The Trouble with Diversity
by Walter Benn Michaels (Henry Holt)

"Michaels's basic point is that our obsession with cultural identity distracts us from the more insidious problem of economic inequality. 'The fact (and it is a fact) that it doesn't help to be white to get into Harvard replaces the much more fundamental fact that it does help to be rich and that it's virtually essential not to be poor,' he writes. There is a lot of lip service paid to political correctness, as opposed to the real work we need to do: elevating children of all cultures and economic backgrounds."

Learning a New Land:
Immigrant Students in American Society

by Carola Suarez-Orozco, Marcela M. Suarez-Orozco, and Irina Todorova (Harvard University Press)
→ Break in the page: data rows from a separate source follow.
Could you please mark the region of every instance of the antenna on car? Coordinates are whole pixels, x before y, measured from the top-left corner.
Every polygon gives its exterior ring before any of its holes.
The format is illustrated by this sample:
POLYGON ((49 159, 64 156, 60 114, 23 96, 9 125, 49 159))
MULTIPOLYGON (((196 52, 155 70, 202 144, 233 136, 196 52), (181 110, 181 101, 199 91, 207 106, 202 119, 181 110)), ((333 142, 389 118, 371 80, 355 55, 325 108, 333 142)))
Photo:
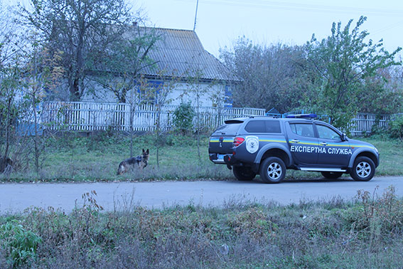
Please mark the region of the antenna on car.
POLYGON ((296 115, 289 115, 286 117, 289 119, 316 119, 318 117, 316 114, 296 114, 296 115))

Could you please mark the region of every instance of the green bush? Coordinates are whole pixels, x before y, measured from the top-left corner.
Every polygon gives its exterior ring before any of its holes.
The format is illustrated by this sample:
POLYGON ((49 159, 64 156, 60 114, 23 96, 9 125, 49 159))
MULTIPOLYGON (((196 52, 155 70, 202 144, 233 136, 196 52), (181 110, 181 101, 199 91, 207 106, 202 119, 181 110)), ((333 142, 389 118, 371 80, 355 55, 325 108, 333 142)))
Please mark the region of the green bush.
POLYGON ((36 250, 42 242, 40 236, 26 231, 16 221, 0 226, 2 246, 8 250, 9 263, 13 267, 35 260, 36 250))
POLYGON ((191 103, 183 102, 173 112, 173 125, 181 130, 182 133, 186 133, 193 127, 193 117, 195 112, 191 103))
POLYGON ((398 138, 403 141, 403 117, 390 122, 389 132, 392 138, 398 138))

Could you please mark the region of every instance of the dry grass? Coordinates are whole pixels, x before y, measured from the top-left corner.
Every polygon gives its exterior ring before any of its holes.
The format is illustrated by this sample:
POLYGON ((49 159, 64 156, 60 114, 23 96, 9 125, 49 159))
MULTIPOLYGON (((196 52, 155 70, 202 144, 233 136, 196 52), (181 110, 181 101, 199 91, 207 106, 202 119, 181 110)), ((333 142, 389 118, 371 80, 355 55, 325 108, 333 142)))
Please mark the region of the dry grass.
MULTIPOLYGON (((370 194, 288 206, 238 200, 223 208, 102 213, 93 193, 69 215, 29 209, 0 217, 0 225, 18 223, 41 238, 23 268, 399 268, 403 201, 392 187, 370 194)), ((0 262, 11 268, 5 242, 0 262)))

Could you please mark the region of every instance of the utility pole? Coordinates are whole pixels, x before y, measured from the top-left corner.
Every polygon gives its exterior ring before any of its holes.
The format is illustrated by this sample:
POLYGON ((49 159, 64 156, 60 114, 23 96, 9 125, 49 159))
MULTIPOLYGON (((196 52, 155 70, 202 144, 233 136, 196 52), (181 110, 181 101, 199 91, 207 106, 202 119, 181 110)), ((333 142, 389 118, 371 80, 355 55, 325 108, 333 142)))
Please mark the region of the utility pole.
POLYGON ((196 29, 196 19, 198 18, 198 7, 199 6, 199 0, 196 2, 196 13, 195 14, 195 25, 193 26, 193 32, 196 29))

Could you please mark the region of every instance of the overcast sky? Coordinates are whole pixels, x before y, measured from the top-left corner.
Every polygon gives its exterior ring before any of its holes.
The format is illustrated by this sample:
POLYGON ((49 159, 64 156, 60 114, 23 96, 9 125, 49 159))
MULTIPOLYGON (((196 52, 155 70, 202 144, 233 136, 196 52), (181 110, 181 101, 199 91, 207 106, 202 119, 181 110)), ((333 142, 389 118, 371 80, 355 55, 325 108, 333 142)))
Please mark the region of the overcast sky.
MULTIPOLYGON (((193 30, 197 0, 126 0, 141 9, 149 25, 193 30)), ((29 0, 0 0, 4 4, 29 0)), ((195 31, 215 56, 245 36, 254 43, 302 45, 315 33, 331 34, 333 21, 345 26, 367 17, 361 29, 374 41, 383 38, 389 52, 403 47, 403 0, 199 0, 195 31)), ((401 55, 403 53, 401 53, 401 55)))
MULTIPOLYGON (((141 7, 151 25, 193 30, 197 0, 129 0, 141 7)), ((255 43, 301 45, 315 33, 331 34, 333 21, 345 25, 367 17, 362 26, 389 52, 403 47, 403 0, 199 0, 195 31, 215 56, 245 36, 255 43), (303 4, 301 4, 303 3, 303 4)), ((355 23, 353 23, 355 26, 355 23)))

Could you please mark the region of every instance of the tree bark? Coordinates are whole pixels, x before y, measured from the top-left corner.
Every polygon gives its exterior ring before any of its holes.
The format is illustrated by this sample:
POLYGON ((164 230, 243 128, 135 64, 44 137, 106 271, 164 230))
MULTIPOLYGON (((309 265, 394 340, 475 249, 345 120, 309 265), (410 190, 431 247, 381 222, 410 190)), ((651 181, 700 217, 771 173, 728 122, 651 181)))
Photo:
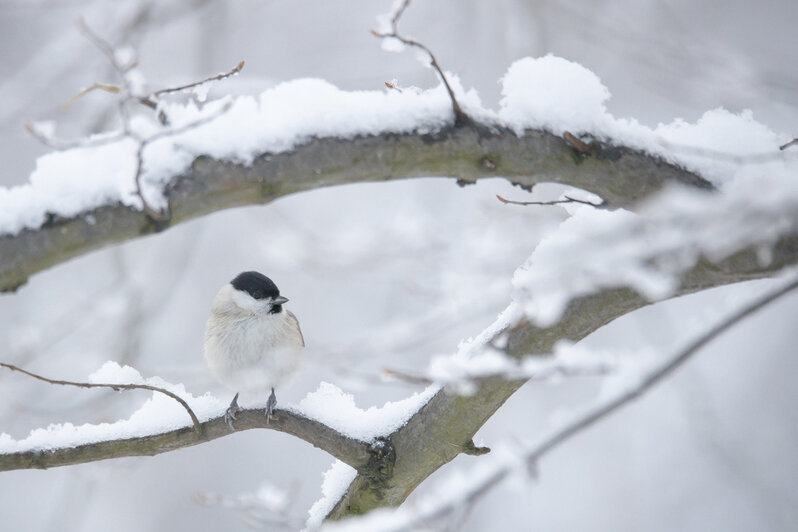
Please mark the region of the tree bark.
POLYGON ((519 137, 508 129, 470 123, 429 134, 317 138, 290 152, 264 153, 251 166, 197 157, 164 191, 169 203, 165 220, 110 204, 70 218, 53 215, 39 228, 0 236, 0 291, 16 290, 31 275, 89 251, 214 211, 332 185, 433 176, 456 177, 461 185, 504 177, 526 189, 562 183, 625 207, 665 183, 711 188, 658 157, 603 144, 585 154, 545 131, 519 137))

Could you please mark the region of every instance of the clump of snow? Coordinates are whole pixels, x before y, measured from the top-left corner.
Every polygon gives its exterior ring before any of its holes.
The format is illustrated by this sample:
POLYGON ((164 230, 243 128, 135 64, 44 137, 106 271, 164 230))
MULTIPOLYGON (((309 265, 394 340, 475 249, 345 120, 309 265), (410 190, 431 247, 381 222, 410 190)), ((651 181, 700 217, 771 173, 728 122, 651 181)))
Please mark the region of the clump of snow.
MULTIPOLYGON (((115 362, 106 362, 91 375, 90 379, 92 382, 103 381, 108 384, 149 384, 164 388, 185 400, 200 422, 218 416, 225 408, 224 403, 210 394, 197 397, 188 393, 182 384, 168 383, 158 377, 142 379, 141 374, 135 369, 129 366, 121 367, 115 362), (133 380, 128 381, 128 377, 133 380)), ((150 397, 130 418, 114 423, 52 424, 47 428, 32 430, 27 438, 21 440, 0 433, 0 453, 63 449, 98 441, 159 434, 192 425, 186 410, 177 401, 160 392, 149 393, 150 397)))
MULTIPOLYGON (((385 42, 391 46, 389 39, 385 42)), ((419 53, 428 64, 427 55, 419 53)), ((773 154, 789 140, 757 123, 750 112, 715 109, 696 124, 676 120, 653 129, 634 119, 615 118, 607 112, 610 93, 599 78, 552 55, 513 63, 502 78, 498 111, 483 107, 477 93, 464 90, 456 76, 447 74, 447 80, 463 110, 478 121, 508 126, 518 134, 530 128, 587 133, 660 155, 715 183, 744 177, 751 166, 717 157, 718 152, 735 157, 773 154)), ((135 175, 142 141, 143 195, 157 208, 165 204, 164 186, 198 155, 249 164, 259 155, 288 151, 314 137, 434 132, 453 123, 451 107, 442 84, 425 91, 343 91, 319 79, 289 81, 257 97, 222 98, 201 108, 192 102, 161 103, 158 111, 169 117, 169 126, 154 117, 133 117, 131 131, 138 140, 111 142, 108 135, 87 139, 86 146, 41 157, 30 183, 0 188, 0 234, 37 228, 48 214, 70 217, 117 202, 141 209, 135 175), (102 145, 96 145, 99 140, 102 145)), ((787 160, 785 156, 757 168, 764 172, 787 160)))
POLYGON ((592 132, 607 125, 610 91, 578 63, 551 54, 525 57, 510 65, 501 82, 499 118, 519 134, 527 128, 592 132))
POLYGON ((351 394, 334 384, 322 382, 315 392, 300 401, 296 410, 351 438, 372 442, 407 423, 438 390, 437 386, 429 386, 401 401, 363 410, 358 408, 351 394))
POLYGON ((383 37, 380 47, 386 52, 401 52, 405 49, 405 43, 396 37, 383 37))
POLYGON ((346 489, 355 480, 356 476, 357 471, 353 467, 340 460, 333 462, 330 469, 324 472, 321 483, 321 498, 314 502, 313 506, 308 510, 307 529, 315 530, 321 526, 324 518, 333 509, 335 503, 343 497, 346 489))
POLYGON ((135 157, 133 140, 39 157, 30 183, 0 188, 0 233, 39 227, 47 213, 75 216, 118 201, 138 204, 132 174, 135 157))
POLYGON ((788 165, 728 183, 711 194, 673 187, 639 214, 582 207, 542 241, 514 276, 514 299, 550 326, 578 296, 628 286, 656 301, 701 257, 724 260, 749 246, 771 246, 798 227, 798 180, 788 165))
POLYGON ((531 128, 556 135, 586 133, 659 155, 716 184, 739 177, 747 156, 775 157, 789 138, 756 122, 749 110, 735 114, 718 108, 695 124, 676 119, 653 129, 633 118, 616 118, 607 111, 610 92, 596 74, 551 54, 516 61, 501 81, 498 117, 519 135, 531 128), (732 157, 724 160, 724 155, 732 157))
POLYGON ((145 384, 144 377, 136 368, 120 366, 111 360, 89 375, 89 382, 92 384, 145 384))

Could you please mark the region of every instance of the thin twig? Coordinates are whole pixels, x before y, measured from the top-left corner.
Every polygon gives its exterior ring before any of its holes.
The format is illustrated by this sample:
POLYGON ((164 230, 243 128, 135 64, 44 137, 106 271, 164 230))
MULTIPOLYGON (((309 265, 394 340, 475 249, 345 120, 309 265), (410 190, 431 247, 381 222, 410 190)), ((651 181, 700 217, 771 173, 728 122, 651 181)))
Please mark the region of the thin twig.
POLYGON ((94 146, 103 146, 111 144, 125 138, 127 135, 123 131, 115 131, 113 133, 103 133, 93 135, 88 139, 67 140, 55 137, 43 131, 36 122, 28 122, 25 124, 25 129, 30 133, 33 138, 54 150, 63 151, 71 150, 73 148, 91 148, 94 146))
POLYGON ((159 91, 155 91, 154 93, 152 93, 152 96, 158 97, 158 96, 161 96, 163 94, 170 94, 170 93, 173 93, 173 92, 182 92, 182 91, 185 91, 185 90, 188 90, 188 89, 193 89, 194 87, 198 87, 198 86, 202 85, 203 83, 209 83, 211 81, 220 81, 220 80, 223 80, 223 79, 227 79, 227 78, 235 76, 236 74, 241 72, 241 69, 243 69, 243 68, 244 68, 244 62, 241 61, 235 67, 233 67, 233 69, 230 70, 229 72, 222 72, 220 74, 216 74, 215 76, 211 76, 209 78, 203 79, 202 81, 195 81, 193 83, 189 83, 187 85, 181 85, 179 87, 171 87, 171 88, 168 88, 168 89, 161 89, 159 91))
POLYGON ((5 362, 0 362, 0 367, 8 368, 11 371, 18 371, 20 373, 24 373, 29 377, 33 377, 34 379, 38 379, 40 381, 44 381, 50 384, 60 384, 62 386, 76 386, 78 388, 111 388, 114 391, 120 390, 151 390, 153 392, 162 393, 168 397, 171 397, 178 403, 180 406, 185 408, 186 412, 188 413, 189 417, 191 418, 191 423, 194 425, 194 430, 197 434, 202 434, 202 427, 200 426, 199 419, 197 419, 196 414, 188 406, 188 403, 183 400, 180 396, 170 392, 169 390, 165 390, 163 388, 159 388, 157 386, 151 386, 149 384, 100 384, 100 383, 90 383, 90 382, 73 382, 73 381, 64 381, 59 379, 48 379, 47 377, 42 377, 41 375, 37 375, 36 373, 31 373, 30 371, 24 370, 20 367, 14 366, 13 364, 6 364, 5 362))
POLYGON ((796 144, 798 144, 798 139, 792 139, 792 140, 791 140, 790 142, 788 142, 787 144, 784 144, 784 145, 782 145, 782 146, 779 146, 779 149, 780 149, 781 151, 784 151, 784 150, 786 150, 787 148, 789 148, 790 146, 795 146, 796 144))
POLYGON ((410 1, 411 0, 404 0, 404 2, 396 9, 396 11, 394 11, 393 16, 391 17, 390 33, 383 33, 377 30, 372 30, 371 34, 374 35, 375 37, 380 37, 380 38, 392 37, 407 46, 414 46, 420 50, 423 50, 429 56, 430 65, 432 66, 432 68, 435 69, 435 71, 441 77, 443 85, 444 87, 446 87, 446 92, 449 93, 449 98, 452 100, 452 111, 454 112, 455 125, 462 126, 468 124, 471 121, 471 119, 463 111, 463 109, 460 107, 460 104, 457 102, 457 98, 454 95, 454 91, 452 90, 452 87, 449 85, 449 81, 446 79, 446 75, 443 73, 443 69, 438 64, 438 60, 435 59, 435 55, 432 53, 432 51, 429 48, 427 48, 424 44, 416 40, 404 37, 399 33, 399 28, 398 28, 399 19, 402 18, 405 9, 407 9, 407 6, 410 5, 410 1))
POLYGON ((92 83, 85 89, 78 92, 72 98, 70 98, 67 103, 61 106, 61 110, 66 111, 67 109, 70 108, 70 106, 72 106, 73 103, 75 103, 79 99, 86 96, 88 93, 93 92, 95 90, 110 92, 111 94, 119 94, 119 92, 122 90, 122 87, 120 87, 119 85, 111 85, 110 83, 92 83))
MULTIPOLYGON (((629 404, 634 399, 642 396, 656 384, 662 382, 663 379, 678 369, 697 351, 717 338, 723 332, 727 331, 732 326, 736 325, 740 321, 754 314, 773 301, 792 292, 796 288, 798 288, 798 280, 792 281, 782 288, 762 296, 753 303, 746 305, 744 308, 738 310, 718 325, 710 328, 685 349, 668 358, 653 371, 639 379, 633 386, 630 386, 626 390, 615 394, 613 397, 610 397, 607 400, 598 402, 597 404, 587 408, 581 414, 574 416, 569 422, 560 425, 548 435, 540 438, 534 445, 527 448, 522 453, 521 458, 526 462, 529 470, 534 472, 537 461, 547 452, 567 441, 572 436, 575 436, 588 427, 591 427, 597 421, 607 417, 616 410, 620 409, 622 406, 629 404)), ((441 519, 447 515, 450 515, 457 508, 464 504, 471 505, 482 495, 490 491, 491 488, 498 485, 502 480, 508 477, 516 467, 517 463, 515 462, 512 464, 500 464, 493 473, 486 475, 478 483, 465 487, 462 497, 458 497, 456 500, 446 501, 440 506, 432 507, 428 510, 399 510, 400 512, 409 512, 410 515, 408 515, 406 519, 400 521, 401 525, 391 527, 390 529, 415 530, 415 528, 421 523, 428 523, 436 519, 441 519)), ((391 519, 391 516, 386 517, 387 519, 391 519)))
POLYGON ((504 196, 500 196, 496 194, 496 198, 501 201, 502 203, 506 203, 508 205, 562 205, 564 203, 579 203, 581 205, 590 205, 591 207, 595 207, 597 209, 603 209, 606 207, 605 202, 601 203, 593 203, 591 201, 580 200, 576 198, 572 198, 570 196, 564 196, 565 199, 562 200, 554 200, 554 201, 515 201, 515 200, 508 200, 504 196))

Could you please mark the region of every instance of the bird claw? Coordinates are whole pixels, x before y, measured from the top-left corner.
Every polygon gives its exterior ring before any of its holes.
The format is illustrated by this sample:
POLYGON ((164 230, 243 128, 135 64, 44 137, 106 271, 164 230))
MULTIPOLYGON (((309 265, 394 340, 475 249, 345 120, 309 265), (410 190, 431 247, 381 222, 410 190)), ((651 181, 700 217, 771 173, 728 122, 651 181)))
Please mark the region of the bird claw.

"Even with all the talk about immigration these days, we are rarely invited into the minds of the children of immigrants. This book offers the results of a five-year study that followed 400 children from China, Central America, the Caribbean, and Mexico, all newly arrived in the United States. These kids' struggles are so poignant. The statistics are amazing, too: One of every five children in America is the child of an immigrant, and one in five immigrant children has only one native English-speaking friend. The other four have no English-speaking friends! The image of those four just starts all my oxytocin flowing. We're a first-world country, we're so lucky, and we have a lot to give. My own kids go to a poor public school in Los Angeles—my girls' friends are predominantly new immigrants and English learners, and aside from being a wonderful experience for them, dang it if it doesn't also make my heart feel good."